For their part, the disciples have had a hard time truly grasping what the future holds. When they do hear what Jesus says, they’re quick to denounce that it should happen. At the same time, if Jesus is going to die, then the movement he’s started will need a new leader. The disciples argue about who among them might be the greatest and so carry the movement forward.

Jesus will have none of that kind of talk. True greatness in the Kingdom of God is service and selflessness for the sake of those who are the least of theses. Leadership in the Kingdom means service, not being served. Leadership in the Kingdom moves beyond service, though, and includes leaving all behind to follow Jesus. The first will be last, and the last will be first.

While they are on the road to Jerusalem, one last time, Jesus will tell his disciples what must transpire. Again, Jesus’ teaching on what it means to lead in the Kingdom of God is lost on the disciples. James and John, who were likely the instigators of the conversation about who was the greatest disciple, approach Jesus to request that they sit on Jesus’ left and right-hand sides when he comes into Kingly power. Again, Jesus rebukes his friends, articulating once more that power in the Kingdom comes not in the ability to make others serve you but in giving your life in service to others.

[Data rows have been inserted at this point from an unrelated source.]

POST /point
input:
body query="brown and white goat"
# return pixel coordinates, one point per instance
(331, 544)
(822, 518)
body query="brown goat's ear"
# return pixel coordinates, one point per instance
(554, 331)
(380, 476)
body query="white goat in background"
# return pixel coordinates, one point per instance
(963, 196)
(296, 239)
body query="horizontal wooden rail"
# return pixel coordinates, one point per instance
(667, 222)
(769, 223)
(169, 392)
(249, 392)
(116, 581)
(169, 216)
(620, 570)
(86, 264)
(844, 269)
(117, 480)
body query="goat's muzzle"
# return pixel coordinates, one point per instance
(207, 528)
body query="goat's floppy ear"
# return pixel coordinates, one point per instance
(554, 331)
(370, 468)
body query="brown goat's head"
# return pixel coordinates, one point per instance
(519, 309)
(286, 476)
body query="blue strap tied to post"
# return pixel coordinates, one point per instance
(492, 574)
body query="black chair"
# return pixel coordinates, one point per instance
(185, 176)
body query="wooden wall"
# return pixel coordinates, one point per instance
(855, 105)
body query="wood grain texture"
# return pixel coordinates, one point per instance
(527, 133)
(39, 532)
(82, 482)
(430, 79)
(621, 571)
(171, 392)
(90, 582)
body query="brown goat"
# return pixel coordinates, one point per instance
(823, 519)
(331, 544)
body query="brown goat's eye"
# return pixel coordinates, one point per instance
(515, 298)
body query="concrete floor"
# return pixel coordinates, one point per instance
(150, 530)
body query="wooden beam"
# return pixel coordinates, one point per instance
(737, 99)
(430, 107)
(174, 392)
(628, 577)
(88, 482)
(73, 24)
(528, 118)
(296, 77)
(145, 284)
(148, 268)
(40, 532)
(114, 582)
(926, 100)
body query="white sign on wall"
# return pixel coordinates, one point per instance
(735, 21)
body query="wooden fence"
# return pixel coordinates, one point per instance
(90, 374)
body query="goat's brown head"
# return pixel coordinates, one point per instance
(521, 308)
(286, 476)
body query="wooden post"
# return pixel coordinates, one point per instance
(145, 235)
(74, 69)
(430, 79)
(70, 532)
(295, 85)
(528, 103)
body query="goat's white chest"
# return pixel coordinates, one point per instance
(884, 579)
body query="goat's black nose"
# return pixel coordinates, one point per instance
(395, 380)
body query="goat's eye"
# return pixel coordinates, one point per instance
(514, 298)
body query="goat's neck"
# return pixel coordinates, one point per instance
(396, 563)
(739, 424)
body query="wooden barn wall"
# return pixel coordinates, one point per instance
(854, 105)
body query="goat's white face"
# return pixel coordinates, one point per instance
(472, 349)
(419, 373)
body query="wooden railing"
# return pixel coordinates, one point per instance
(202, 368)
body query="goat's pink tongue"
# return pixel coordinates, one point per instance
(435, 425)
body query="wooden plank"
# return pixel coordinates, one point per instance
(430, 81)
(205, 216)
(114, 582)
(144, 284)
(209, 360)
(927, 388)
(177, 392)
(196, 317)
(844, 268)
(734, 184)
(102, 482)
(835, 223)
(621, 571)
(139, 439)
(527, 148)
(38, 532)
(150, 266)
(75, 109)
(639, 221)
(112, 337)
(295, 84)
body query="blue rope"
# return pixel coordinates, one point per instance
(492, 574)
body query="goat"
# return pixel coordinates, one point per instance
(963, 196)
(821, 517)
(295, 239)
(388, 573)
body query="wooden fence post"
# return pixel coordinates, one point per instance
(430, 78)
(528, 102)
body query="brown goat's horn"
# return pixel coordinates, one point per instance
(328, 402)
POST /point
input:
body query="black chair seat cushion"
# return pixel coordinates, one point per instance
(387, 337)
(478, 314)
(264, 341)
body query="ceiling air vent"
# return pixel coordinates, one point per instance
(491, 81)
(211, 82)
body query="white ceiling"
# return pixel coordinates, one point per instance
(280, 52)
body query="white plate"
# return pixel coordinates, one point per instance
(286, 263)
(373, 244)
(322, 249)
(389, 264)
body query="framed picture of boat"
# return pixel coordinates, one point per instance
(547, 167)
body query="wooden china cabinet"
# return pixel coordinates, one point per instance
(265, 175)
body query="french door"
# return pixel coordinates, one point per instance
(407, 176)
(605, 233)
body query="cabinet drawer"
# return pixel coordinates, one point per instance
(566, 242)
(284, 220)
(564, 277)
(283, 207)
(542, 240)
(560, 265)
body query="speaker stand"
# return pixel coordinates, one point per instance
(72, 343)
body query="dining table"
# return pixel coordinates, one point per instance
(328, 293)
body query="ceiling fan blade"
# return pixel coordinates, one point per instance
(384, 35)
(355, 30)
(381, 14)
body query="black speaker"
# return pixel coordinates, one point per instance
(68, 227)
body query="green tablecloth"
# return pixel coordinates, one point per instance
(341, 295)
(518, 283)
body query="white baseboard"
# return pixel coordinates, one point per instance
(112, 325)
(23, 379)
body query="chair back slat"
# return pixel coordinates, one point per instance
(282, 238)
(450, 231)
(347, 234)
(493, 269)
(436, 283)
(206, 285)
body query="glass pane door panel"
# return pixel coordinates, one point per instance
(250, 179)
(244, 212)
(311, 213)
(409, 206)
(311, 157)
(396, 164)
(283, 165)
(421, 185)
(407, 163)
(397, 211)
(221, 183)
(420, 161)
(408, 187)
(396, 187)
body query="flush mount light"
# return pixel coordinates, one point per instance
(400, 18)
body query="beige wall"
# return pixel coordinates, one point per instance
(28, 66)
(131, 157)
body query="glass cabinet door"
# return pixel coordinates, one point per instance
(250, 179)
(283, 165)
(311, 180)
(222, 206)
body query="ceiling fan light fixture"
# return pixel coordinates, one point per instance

The spiritual blindness of Israel’s religious insiders, as well as Jesus’ disciples, has been a theme through these last few chapters, beginning with a story about Jesus restoring a blind man’s sight (Mark 8:22-26). Not everyone who walks with Jesus ends up being able to truly see Jesus for who he is. Mark ties Jesus’ journey to Jerusalem together with one last healing story. Once again, a blind man will receive sight.

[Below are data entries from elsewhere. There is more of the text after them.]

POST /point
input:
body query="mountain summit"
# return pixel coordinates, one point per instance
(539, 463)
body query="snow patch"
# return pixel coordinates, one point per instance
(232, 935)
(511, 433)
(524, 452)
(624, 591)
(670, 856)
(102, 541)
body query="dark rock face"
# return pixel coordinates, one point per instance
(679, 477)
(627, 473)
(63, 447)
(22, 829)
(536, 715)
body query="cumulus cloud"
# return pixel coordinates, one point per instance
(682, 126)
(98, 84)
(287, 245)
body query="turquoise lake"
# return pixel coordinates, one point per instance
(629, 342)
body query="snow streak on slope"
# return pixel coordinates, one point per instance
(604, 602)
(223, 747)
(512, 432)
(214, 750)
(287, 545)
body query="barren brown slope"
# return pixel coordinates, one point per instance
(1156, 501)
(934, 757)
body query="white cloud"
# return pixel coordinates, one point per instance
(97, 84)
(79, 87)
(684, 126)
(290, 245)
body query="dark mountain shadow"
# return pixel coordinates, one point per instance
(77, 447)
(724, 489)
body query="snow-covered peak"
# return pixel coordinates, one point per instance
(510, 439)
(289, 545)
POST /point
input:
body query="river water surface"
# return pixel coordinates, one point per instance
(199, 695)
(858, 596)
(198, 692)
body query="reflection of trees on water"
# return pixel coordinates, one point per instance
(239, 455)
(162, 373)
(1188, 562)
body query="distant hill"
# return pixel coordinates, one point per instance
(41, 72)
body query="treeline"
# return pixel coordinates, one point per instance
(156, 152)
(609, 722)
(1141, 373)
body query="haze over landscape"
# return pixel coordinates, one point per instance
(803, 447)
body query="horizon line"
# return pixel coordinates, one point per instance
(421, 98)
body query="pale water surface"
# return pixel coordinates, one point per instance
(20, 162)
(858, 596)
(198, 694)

Bartimaeus The journey toward Jerusalem is almost complete. Jesus and his entourage have made it to Jericho, only 15 miles north of the capital city. They passed through the town and were making their way out of town when they came upon a blind beggar, Bartimaeus, sitting by the side of the road.

Throughout the Gospel of Mark, the road, or the way, has been a significant metaphor for discipleship. To be on the way or traveling in the way was to be in active pursuit of Jesus, seeking to follow in his footsteps. This is both literally and figuratively.

Mark tells us that Bartimaeus is sitting by the road. The blind man’s position seems only natural. If you’re begging for money, you will not sit in the street but out of the way where those passing by would throw coins your way. But the man’s position is important. It signifies that he is not yet a follower of Jesus. On the side of the road is not where he’ll remain.

Sensing a commotion on the road before him, Bartimaeus must have enquired about who was passing by. Upon learning who was traveling before him, Bartimaeus loudly calls out to Jesus, “Jesus, Son of David, have mercy on me!”

To this point in the narrative, Mark has been relatively quiet about Jesus’ true identity, at least as the characters in Mark’s gospel are concerned. Bartimaeus positively identifies Jesus as the Son of David. Israel hoped that a King from the line of David would come to restore the Kingdom to Israel. David’s rule was a military one, and so the hope was that the anointed one who would come as Son of David would rule as David did. He would be a liberating, unifying force.[1]

While the masses will continue to hope that Jesus comes in the same way as David did, Bartimaeus connects Jesus’ messiahship, not with conquest, but with mercy. It seems that Bartimaeus, even though he has not been on the road with Jesus and the disciples, already knows more about Jesus’ true nature, for mercy is a vital aspect of the Kingdom that Jesus brings. It is with mercy that Jesus feeds the multitudes. It is with mercy that Jesus heals the sick and casts out demons. It is with mercy that Jesus dies for those who are and will continue to be estranged from God.[2]

The reaction to Bartimaeus’ cry is terse. He is told to be quiet, which only encourages the blind man, and he continues to cry out even more loudly. Again and again, he cries, “Son of David, have mercy on me!”

As Jesus did when the disciples tried to keep the little children from coming to him, Jesus called the man to himself. Thrilled that Jesus has responded to his request, Bartimaeus jumps up, throws off his cloak, and quickly makes his way toward Jesus.